Stepping away from stereotypical images showing women in passive or objectifying situations, the collection offers alternative representations of women doing physical jobs, working in robotics, aging gracefully and - Sandberg said emphatically - "not laughing eating salad."
The Lean in/Getty partnership, which launched in February, was greenlit by Sandberg when Getty's Pamela Grossman and Lean In's Jessica Bennett presented Getty findings that suggested commercial clients were starting to look for a broader representation of women to use in their creative.
And it's working. Getty has seen sales of the images in the 2,500-strong collection -- all of which were previously available -- jump by 54%. "I wish we could see that pattern repeated across the entire Getty archive," joked Klein.
Lean In's push for a wider diversity of imagery in the media is part of a broader commercial trend towards a presentation of womanhood that's more reflective of the lives of real women. Sandberg, who attributes this to the appeal of authentic user-generated content on social media, highlighted the groundbreaking example of Dove's "Real Beauty" campaign, which celebrated a wide variety of female body types in addition to the lean silhouette traditionally favored by the media.
She also pointed to more recent examples such as Pantene's "Labels against Women" viral hit, produced for P&G Pantene by BBD Guerrero, Manila, that highlighted the different words ("persuasive" vs "pushy," "dedicated" vs "selfish") applied to high achieving men and women.
Campaigns such as these prove that a more representative approach that's less perfect and more reflective of a diverse, global audience can gain significant social traction - nirvana to advertising executives seeking the holy grail of "earned social media" - industry jargon for trusted consumer word-of-mouth endorsement.

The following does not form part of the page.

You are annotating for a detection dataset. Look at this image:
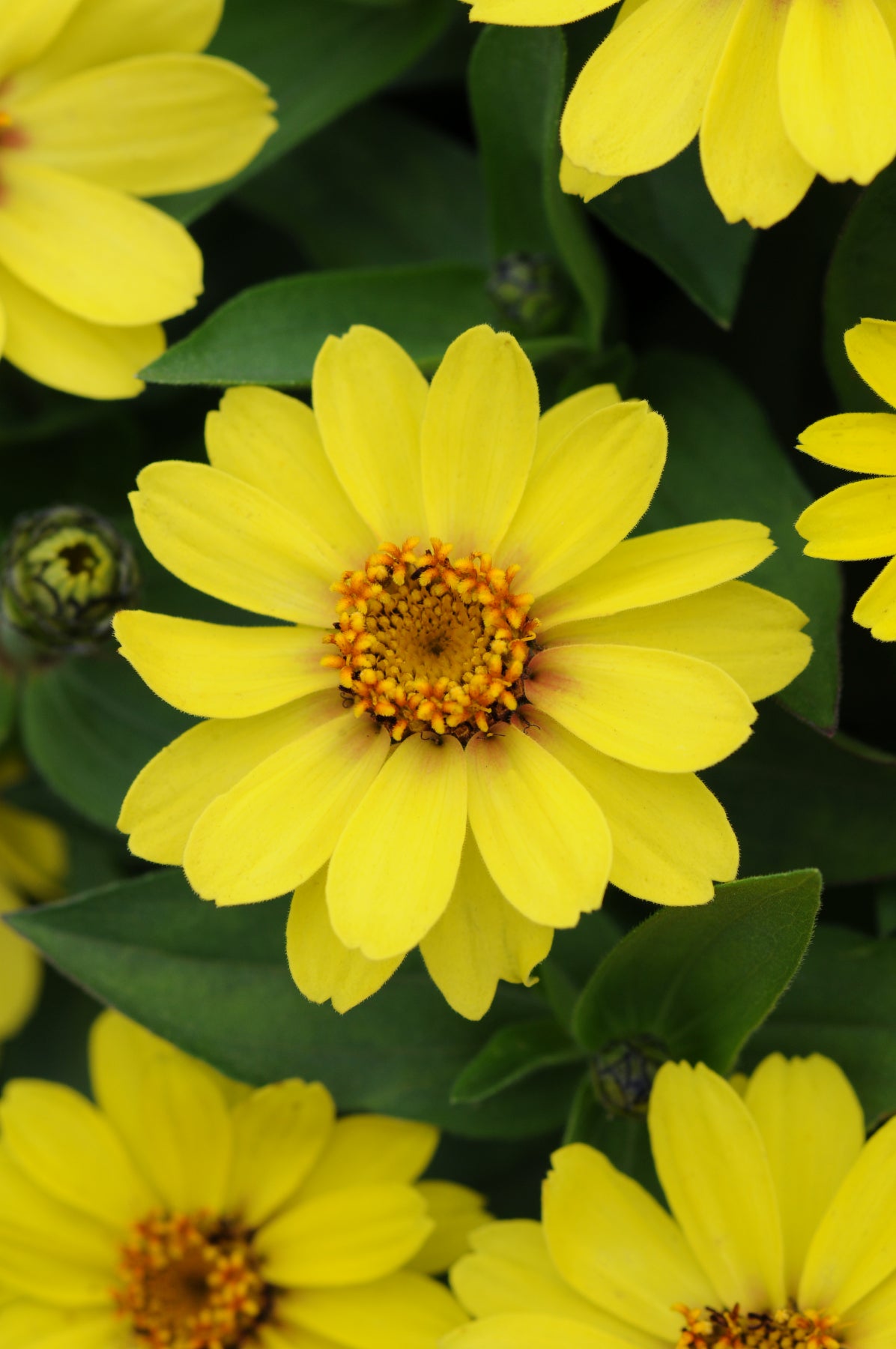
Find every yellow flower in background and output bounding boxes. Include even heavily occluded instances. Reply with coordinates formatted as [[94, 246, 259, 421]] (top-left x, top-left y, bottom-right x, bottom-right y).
[[444, 1054, 896, 1349], [467, 0, 896, 226], [796, 319, 896, 642], [0, 0, 275, 398], [116, 327, 811, 1017], [0, 1012, 483, 1349], [0, 755, 67, 1042]]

The Pantene Philippines advertisement's 46 million views boosted brand favorability, especially in women aged 18-24, and increased engagement with the brand by over four times, according to the agency. Its follow-up,"Not Sorry," which launched Wednesday also, leverages the success of the popular #sorrynotsorry hashtag and questions why women feel the need to constantly apologize. It's widely expected to repeat the success of its predecessor.
Sandberg then challenged the audience of advertisers and agencies to reflect a more representative world in their creative, citing their potential reach.
"Bestselling books will sell two million copies," she said. "The first Pantene advert got 46 million views. [The campaign will] have reached 40 million people by the time the [latest] campaign is done.
"We can show women with crying babies in briefcases or women hiding under their desks, or we can show women at their desks."